Often busy planning one activity while she's still doing another, when I give her a manicure, she sits opposite me, entirely mine. In those small moments, we talk.
And we listen.
I reach for the emery board to smooth the jagged edges of her tiny nails and I ask her if she has any idea how much we love her. In the course of the day, I must tell her 20 times, but in these quiet moments with her, I know that she truly hears me.
I ask her to choose a polish, either pale pink or robin's egg blue. She chooses the blue. Always. As I carefully sweep the polish over each of her nails, I ask her to tell me which moments over the past several days have been her favorites.
And I listen.
She talks of friends at school, snuggling with her brother, piggyback rides with her daddy and reading books with me on the couch. In these moments, I can see that she is happy and I am peaceful.
I reach for the topcoat, not because she truly needs it, but because it buys me even more precious time alone with her. I list for her some of the many reasons why I love her. I speak of her kindness, compassion, sense of humor and silliness.
And she listens.
In these moments, while it's just the two of us, I can't paint slowly enough.

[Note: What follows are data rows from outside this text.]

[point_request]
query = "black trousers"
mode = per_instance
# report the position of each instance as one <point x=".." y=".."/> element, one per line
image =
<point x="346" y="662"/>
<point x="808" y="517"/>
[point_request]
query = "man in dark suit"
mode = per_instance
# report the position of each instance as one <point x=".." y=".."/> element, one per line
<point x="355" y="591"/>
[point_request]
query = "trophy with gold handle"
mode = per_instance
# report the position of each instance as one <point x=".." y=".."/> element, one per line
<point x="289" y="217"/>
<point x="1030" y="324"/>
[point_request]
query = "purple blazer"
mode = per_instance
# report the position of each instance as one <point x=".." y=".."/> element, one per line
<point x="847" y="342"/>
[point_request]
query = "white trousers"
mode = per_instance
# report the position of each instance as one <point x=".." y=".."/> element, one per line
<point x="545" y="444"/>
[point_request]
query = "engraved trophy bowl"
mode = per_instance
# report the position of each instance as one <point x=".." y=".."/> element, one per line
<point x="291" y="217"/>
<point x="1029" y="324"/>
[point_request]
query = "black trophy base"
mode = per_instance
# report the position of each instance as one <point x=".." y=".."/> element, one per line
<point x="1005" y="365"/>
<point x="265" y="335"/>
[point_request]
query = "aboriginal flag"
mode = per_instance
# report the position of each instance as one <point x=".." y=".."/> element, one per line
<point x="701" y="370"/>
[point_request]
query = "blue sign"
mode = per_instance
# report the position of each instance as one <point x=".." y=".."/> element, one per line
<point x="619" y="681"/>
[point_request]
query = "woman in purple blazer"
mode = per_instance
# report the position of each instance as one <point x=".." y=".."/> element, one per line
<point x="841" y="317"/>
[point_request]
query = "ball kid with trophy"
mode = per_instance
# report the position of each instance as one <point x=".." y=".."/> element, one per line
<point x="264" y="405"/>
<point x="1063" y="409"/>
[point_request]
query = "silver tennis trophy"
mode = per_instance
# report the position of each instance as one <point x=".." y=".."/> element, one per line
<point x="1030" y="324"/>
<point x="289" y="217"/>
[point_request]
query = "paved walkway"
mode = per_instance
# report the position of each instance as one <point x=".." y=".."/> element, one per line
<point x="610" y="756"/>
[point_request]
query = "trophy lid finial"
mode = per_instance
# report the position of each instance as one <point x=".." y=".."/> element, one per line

As we wait for her polish to dry, we tell each other stories.
We've told each other these same stories time and again, but there's joy in both telling and hearing them. She recounts camping last summer and the squirrels that ate her M&Ms.
I tell her about marrying her daddy, just how much we wanted her, how long we waited for her and how she truly made us a family.
I ask her what she would like to do in the week ahead and she lists trips to the park, painting at her easel and baking something special.
When the polish is dry and I lower her to the ground, I am so incredibly grateful for her and for these moments of true connection with her.
I always hope that her blue polish chips quickly so that it's soon time for another manicure.